【市況】【杉村富生の短期相場観測】 ─テーマ性を有する好業績銘柄を狙う!
経済評論家 杉村富生
「テーマ性を有する好業績銘柄を狙う!」
●金融危機の“火種”は残り、くすぶる!
マーケットは「リーマン・ショック級の惨事襲来」と身構えたようだが、各国中央銀行には「学習効果」がある。対応が速い。SVBファイナンシャルグループ<SIVB>傘下のシリコンバレーバンク、シグネチャー・バンク<SBNY>の破綻に際してはFRB(米連邦準備制度理事会)が日曜日だったにもかかわらず、即座に預金の全額保護を打ち出した。なお、ドット・フランク法では預金保護の上限は25万ドルである。
約3300万円だ。ちなみに、シリコンバレーバンクは預金保険超過の預金が9割超だった。多くがスタートアップ企業、およびその経営者だ。「危ない」となると、一気に預金は引き出される。一方、シリコンバレーバンクは資産(28兆円)の大半を満期保有目的債券(時価評価はしないが、途中売却不可)で運用していたという。
現金はわずか9%だった。これでは兆円単位の引き出しに応じられるはずがない。要するに、特殊な銀行である。この場合、預金の全額保護は効果的だ。そうしないと、取り付け騒ぎの連鎖が起きる可能性があった。同様に、経営危機に陥っているファースト・リパブリック・バンク<FRC>に対しては米大手銀行11行が300億ドルの預金を預け入れる支援策を発表している。

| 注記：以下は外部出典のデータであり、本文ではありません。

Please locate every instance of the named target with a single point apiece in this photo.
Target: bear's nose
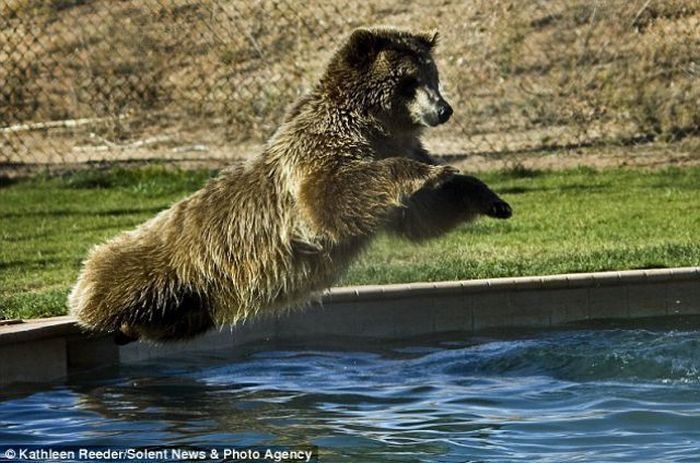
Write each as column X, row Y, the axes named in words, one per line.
column 444, row 112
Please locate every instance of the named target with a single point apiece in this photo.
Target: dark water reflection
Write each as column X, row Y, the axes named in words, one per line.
column 605, row 395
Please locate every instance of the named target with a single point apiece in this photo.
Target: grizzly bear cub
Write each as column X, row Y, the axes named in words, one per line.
column 346, row 163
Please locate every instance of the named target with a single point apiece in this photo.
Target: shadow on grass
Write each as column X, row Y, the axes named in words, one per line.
column 73, row 213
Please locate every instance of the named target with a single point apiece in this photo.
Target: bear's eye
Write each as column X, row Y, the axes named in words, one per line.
column 407, row 86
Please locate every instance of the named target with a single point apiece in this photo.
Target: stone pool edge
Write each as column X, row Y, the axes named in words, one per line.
column 50, row 349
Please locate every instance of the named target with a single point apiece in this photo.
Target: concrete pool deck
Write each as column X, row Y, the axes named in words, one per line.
column 50, row 349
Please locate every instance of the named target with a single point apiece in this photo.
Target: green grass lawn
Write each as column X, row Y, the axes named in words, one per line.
column 570, row 221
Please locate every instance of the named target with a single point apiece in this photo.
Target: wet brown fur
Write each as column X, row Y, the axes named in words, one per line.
column 267, row 236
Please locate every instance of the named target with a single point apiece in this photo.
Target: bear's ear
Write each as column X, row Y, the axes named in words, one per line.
column 362, row 47
column 430, row 39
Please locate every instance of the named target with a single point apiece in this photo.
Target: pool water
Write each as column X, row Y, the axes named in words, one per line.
column 589, row 396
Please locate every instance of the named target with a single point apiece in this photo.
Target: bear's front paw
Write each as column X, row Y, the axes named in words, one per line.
column 499, row 209
column 439, row 175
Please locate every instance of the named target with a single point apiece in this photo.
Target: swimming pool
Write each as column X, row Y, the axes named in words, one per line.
column 552, row 396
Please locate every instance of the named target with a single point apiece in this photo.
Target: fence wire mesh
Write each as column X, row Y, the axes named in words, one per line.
column 105, row 80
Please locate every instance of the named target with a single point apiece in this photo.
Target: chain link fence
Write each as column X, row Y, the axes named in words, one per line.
column 104, row 80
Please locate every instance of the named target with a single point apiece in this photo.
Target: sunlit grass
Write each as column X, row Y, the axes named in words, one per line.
column 568, row 221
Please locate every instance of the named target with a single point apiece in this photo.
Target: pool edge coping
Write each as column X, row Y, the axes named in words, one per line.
column 50, row 348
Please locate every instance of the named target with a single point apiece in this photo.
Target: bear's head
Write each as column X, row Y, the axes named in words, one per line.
column 390, row 74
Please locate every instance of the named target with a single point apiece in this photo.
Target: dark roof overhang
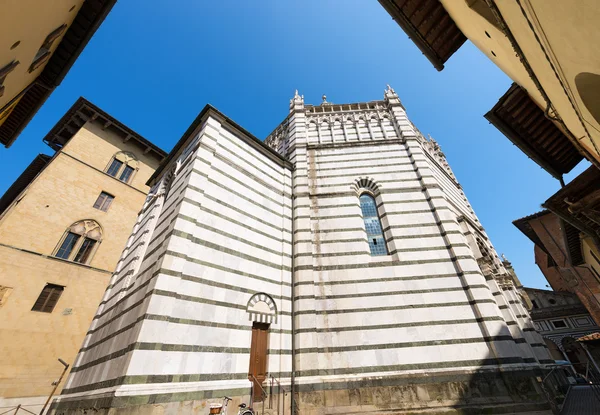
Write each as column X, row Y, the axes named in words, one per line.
column 30, row 173
column 524, row 226
column 83, row 111
column 429, row 26
column 520, row 119
column 90, row 16
column 578, row 203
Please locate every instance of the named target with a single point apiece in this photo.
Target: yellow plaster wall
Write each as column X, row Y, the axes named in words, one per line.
column 568, row 34
column 63, row 193
column 29, row 21
column 31, row 342
column 85, row 146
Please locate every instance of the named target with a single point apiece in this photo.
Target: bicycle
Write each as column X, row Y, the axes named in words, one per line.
column 217, row 408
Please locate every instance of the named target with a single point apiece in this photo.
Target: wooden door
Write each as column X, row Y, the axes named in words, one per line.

約4兆円の支援だ。JPモルガン・チェース<JPM>、バンク・オブ・アメリカ<BAC>などが中心になった。危機を回避しようとの意気込みが感じられる。クレディ・スイス・グループ<CS>はスイス国立銀行(中央銀行)から最大500億スイスフラン(7.1兆円)を調達する。実質的な公的資金の投入である。
●ANYCOLOR、Abalance、長栄などを!
こうした機敏な危機管理策を好感して、世界の株式市場は落ち着きを取り戻してきた。もちろん、金融引き締めは継続、“火種”は残っている。今後は各国中央銀行の出方次第だろう。ECB(欧州中央銀行)は0.5%の利上げを行った。FRBは3月21~22日のFOMC(連邦公開市場委員会)での利上げを0.25%にとどめるだろう。

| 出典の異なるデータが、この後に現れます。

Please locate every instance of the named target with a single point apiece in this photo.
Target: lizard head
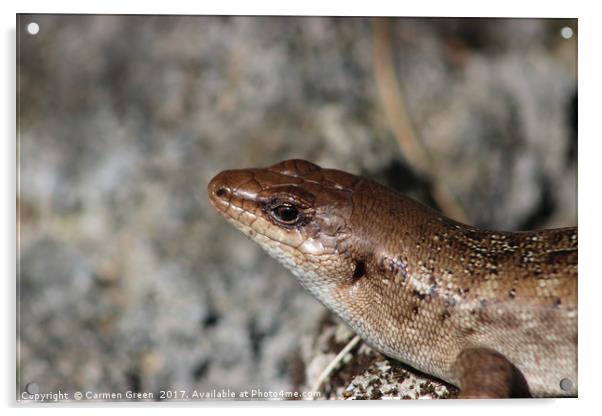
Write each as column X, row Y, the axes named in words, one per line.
column 301, row 215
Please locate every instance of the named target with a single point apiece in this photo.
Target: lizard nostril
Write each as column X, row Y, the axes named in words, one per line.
column 222, row 192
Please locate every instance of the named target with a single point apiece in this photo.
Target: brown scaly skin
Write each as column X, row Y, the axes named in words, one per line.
column 492, row 312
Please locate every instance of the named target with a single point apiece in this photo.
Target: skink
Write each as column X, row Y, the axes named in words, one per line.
column 492, row 312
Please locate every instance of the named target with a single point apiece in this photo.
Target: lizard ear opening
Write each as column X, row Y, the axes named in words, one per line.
column 360, row 270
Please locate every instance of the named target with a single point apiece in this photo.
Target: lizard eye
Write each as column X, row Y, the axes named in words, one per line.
column 286, row 214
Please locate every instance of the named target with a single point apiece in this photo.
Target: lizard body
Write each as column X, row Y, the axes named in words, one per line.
column 492, row 312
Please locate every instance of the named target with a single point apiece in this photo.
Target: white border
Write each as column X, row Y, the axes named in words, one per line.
column 590, row 153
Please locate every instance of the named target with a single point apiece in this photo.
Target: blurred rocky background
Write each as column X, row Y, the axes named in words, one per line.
column 128, row 280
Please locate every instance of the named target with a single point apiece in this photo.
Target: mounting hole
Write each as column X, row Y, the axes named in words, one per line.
column 33, row 28
column 32, row 388
column 566, row 32
column 566, row 384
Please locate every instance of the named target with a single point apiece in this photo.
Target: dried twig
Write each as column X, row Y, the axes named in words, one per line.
column 392, row 98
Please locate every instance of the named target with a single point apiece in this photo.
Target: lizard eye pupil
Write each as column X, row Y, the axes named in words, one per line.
column 286, row 213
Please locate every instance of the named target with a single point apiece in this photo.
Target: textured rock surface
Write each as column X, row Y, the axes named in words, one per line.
column 129, row 280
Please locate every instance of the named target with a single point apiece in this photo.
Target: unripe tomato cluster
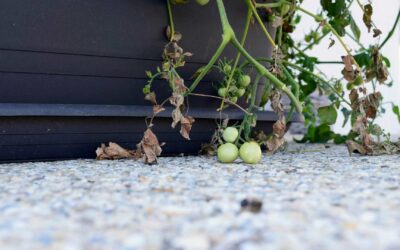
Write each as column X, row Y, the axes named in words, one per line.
column 238, row 85
column 249, row 152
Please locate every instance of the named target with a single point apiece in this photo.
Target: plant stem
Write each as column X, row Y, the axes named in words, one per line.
column 355, row 40
column 171, row 19
column 220, row 98
column 264, row 72
column 320, row 19
column 229, row 36
column 319, row 78
column 255, row 13
column 245, row 32
column 391, row 32
column 295, row 86
column 329, row 62
column 268, row 5
column 315, row 42
column 206, row 69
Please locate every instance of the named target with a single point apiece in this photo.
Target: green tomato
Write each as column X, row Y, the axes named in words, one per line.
column 244, row 81
column 230, row 134
column 227, row 153
column 232, row 89
column 222, row 92
column 241, row 92
column 234, row 99
column 250, row 152
column 202, row 2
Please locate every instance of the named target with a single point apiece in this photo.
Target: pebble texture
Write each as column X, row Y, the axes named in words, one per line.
column 314, row 198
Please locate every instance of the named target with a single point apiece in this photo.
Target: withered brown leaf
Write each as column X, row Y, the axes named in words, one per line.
column 158, row 109
column 279, row 128
column 186, row 126
column 354, row 147
column 151, row 97
column 149, row 147
column 176, row 100
column 114, row 151
column 349, row 73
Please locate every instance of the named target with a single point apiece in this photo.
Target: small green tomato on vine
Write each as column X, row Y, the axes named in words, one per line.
column 227, row 153
column 230, row 134
column 250, row 152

カナダはいち早く「利上げ打ち止め」を宣言、ベトナムは利下げ(0.5~1.0%)に踏み切った。筆者はFRBが早期の利上げ停止、QT(量的金融引き締め→昨年9月以降、月間950億ドル、年間1兆1400億ドルペースの資金回収)の縮小を決断することに期待している。クレディ・スイス・グループの7.1兆円は「瞬間蒸発」すると思う。
この局面は危機に備えた投資姿勢を堅持しつつ、元気な銘柄を個別に攻めたい。具体的には反騰態勢に入ったANYCOLOR <5032> [東証G]、圧倒的な強さのAbalance <3856> [東証S]、自動運転に絡むスマートドライブ <5137> [東証G]、上場来高値を疾駆中の長栄 <2993> [東証S]はどうか。
狙うのはテーマ性を有する好業績銘柄だ。青山財産ネットワークス <8929> [東証S]は外国人が食指をみせている。FIXER <5129> [東証G]は今期減益予想だが(来期は急浮上が予想される)、ChatGPTの本命だ。マイクロソフト<MSFT>の日本における上級パートナーに認定されている。eWeLL <5038> [東証G]は電子カルテの第一人者である。
さらに、高見沢サイバネティックス <6424> [東証S]、JTP <2488> [東証S]には好材料が山積みだ。高見沢サイバネティックスがパナソニック ホールディングス <6752> [東証P]傘下のパナソニック コネクトと共同開発したウォークスルー型顔認証改札機を大阪メトロが採用、2024年度末までに全駅(約100駅)に導入するという。定期券、交通系カードは不要になる。